La lluvia siempre había sido su cómplice. Esa tarde, sin embargo, las gotas que golpeaban con furia contra los ventanales del café sonaban a reproche. Elena los observaba desdibujar la ciudad, convirtiendo las luces de los coches en manchas de color que se deslizaban sobre el asfalto oscuro. En su taza, el té de jazmín se enfriaba, olvidado. Llevaba cuarenta y siete minutos esperando, y con cada uno que pasaba, la certeza de que su vida estaba a punto de cambiar se solidificaba como una losa en el estómago.
Había llegado puntual, como siempre. Había elegido la mesa del rincón, la que tenía la mejor vista de la puerta y, a la vez, ofrecía una falsa sensación de intimidad. Se repasó mentalmente: vestido azul marino (discreto, pero elegante), el pelo recogido en un moño que empezaba a ceder por la humedad, las manos entrelazadas sobre la mesa para disimular su temblor. Todo en ella era orden, previsibilidad. Hasta hoy.
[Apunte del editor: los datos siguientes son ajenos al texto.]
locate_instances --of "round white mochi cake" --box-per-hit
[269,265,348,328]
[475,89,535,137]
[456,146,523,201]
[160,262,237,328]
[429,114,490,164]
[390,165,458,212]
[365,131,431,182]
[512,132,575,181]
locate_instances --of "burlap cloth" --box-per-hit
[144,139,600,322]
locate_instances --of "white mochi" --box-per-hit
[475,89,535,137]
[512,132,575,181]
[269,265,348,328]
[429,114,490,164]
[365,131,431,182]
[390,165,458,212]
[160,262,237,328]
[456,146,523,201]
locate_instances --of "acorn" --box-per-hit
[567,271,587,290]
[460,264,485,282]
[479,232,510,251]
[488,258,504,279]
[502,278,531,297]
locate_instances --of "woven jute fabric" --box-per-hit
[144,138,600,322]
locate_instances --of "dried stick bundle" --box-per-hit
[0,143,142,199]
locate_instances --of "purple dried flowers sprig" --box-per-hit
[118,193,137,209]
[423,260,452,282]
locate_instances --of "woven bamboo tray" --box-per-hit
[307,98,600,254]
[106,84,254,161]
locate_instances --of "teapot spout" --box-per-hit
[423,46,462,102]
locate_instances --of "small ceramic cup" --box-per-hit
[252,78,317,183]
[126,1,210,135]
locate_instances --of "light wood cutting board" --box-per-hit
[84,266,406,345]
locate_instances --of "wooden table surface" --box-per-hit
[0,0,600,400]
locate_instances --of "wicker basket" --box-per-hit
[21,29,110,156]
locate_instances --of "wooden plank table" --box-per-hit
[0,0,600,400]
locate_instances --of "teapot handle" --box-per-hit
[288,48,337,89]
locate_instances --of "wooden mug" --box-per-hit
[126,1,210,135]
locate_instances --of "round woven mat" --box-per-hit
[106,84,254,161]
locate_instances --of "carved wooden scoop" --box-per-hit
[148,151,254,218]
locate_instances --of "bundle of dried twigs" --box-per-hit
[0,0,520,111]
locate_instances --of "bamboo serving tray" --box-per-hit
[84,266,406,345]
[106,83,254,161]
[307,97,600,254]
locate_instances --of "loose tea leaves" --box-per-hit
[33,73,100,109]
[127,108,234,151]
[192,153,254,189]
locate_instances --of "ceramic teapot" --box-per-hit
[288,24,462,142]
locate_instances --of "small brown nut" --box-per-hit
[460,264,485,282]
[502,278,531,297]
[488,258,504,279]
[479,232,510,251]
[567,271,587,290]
La campanilla de la puerta sonó, arrancándola de sus pensamientos. Un hombre entró, empapado, sacudiendo el agua de un abrigo oscuro. No era Daniel. Su mirada, sin embargo, se posó en Elena con la intensidad de un rayo láser. Fue un instante, un cruce de destellos en la penumbra del local, pero le bastó para que el aire se le atorase en los pulmones. Esos ojos, del color de la tormenta, no la observaron; la escudriñaron, como si en un solo segundo pudieran desmontar cada una de las paredes que con tanto cuidado había construido a su alrededor.
El hombre pasó de largo y se sentó a dos mesas de distancia. Elena desvió la mirada hacia su reloj. Cincuenta y dos minutos. Daniel no vendría. La humillación, aguda y punzante, le quemó las mejillas. Se había armado de valor para este encuentro, para escuchar las explicaciones que él le debía desde que desapareció de su vida sin una palabra, y él ni siquiera había tenido la decencia de presentarse.
Con movimientos bruscos, buscó en su bolso la cartera para pagar. Sus dedos tropezaron con el filo de una tarjeta de visita que no reconoció. La sacó. Era negra, mate, con unas simples letras plateadas:
Atrévete a dejar de esperar.
- A.
No había número, ni dirección. Solo ese mensaje enigmático y esa inicial, tan arrogante como la mirada del hombre del abrigo. Elena alzó la vista, buscándolo instintivamente. Él estaba inclinado sobre un cuaderno de bocetos, dibujando con una concentración feroz. Como sintiendo su mirada, alzó la cabeza y le dirigió una sonrisa leve, casi imperceptible, antes de volver a su trabajo.
El corazón le latía con un ritmo desbocado. ¿Era una broma? ¿Una casualidad macabra? ¿Quién era ese hombre y cómo había metido esa tarjeta en su bolso?
Recogió sus cosas con prisas repentinas, decidida a escapar de aquel lugar que de repente se sentía opresivo. Al pasar junto a su mesa, no pudo evitar echar un vistazo furtivo al cuaderno. Y se detuvo en seco.
Sobre el papel, trazado con líneas seguras y expertas, no había un paisaje ni un bodegón. Era ella. Su perfil, su mirada ansiosa dirigida hacia la ventana, la línea tensa de sus hombros. La había capturado con una precisión dolorosa, convirtiendo su espera y su decepción en arte.
—Te robé tu desilusión —dijo el hombre, sin levantar la vista del dibujo—. Parecía demasiado pesada para llevarla sola.
Elena no supo qué decir. La furia, la curiosidad y una extraña fascinación luchaban dentro de ella. Eso era una invasión, una locura.
—¿Quién es usted? —logró articular, con una voz que no sonaba como la suya.
Él cerró el cuaderno y la miró de nuevo, y esta vez la tormenta en sus ojos parecía dirigida directamente a ella.
—Alguien que prefiere crear sus propias oportunidades a esperar a que se presenten. La pregunta, Elena, no es quién soy yo. La pregunta es si tienes el valor de descubrirlo.
Y entonces, extendió la mano, no para saludar, sino en una invitación. Sobre su palma descansaba otra tarjeta idéntica, pero esta vez, en el dorso, había escrito a mano una dirección y una hora. La de esta noche.
Elena miró la mano extendida, luego la tarjeta, y después esos ojos que le prometían el fin de su mundo ordenado. Tomar esa decisión no sería solo cruzar una línea. Sera saltar a un abismo.
Y lo más aterrador era que, por primera vez en mucho, mucho tiempo, sentía unas ganas irracionales, una locura, por caer.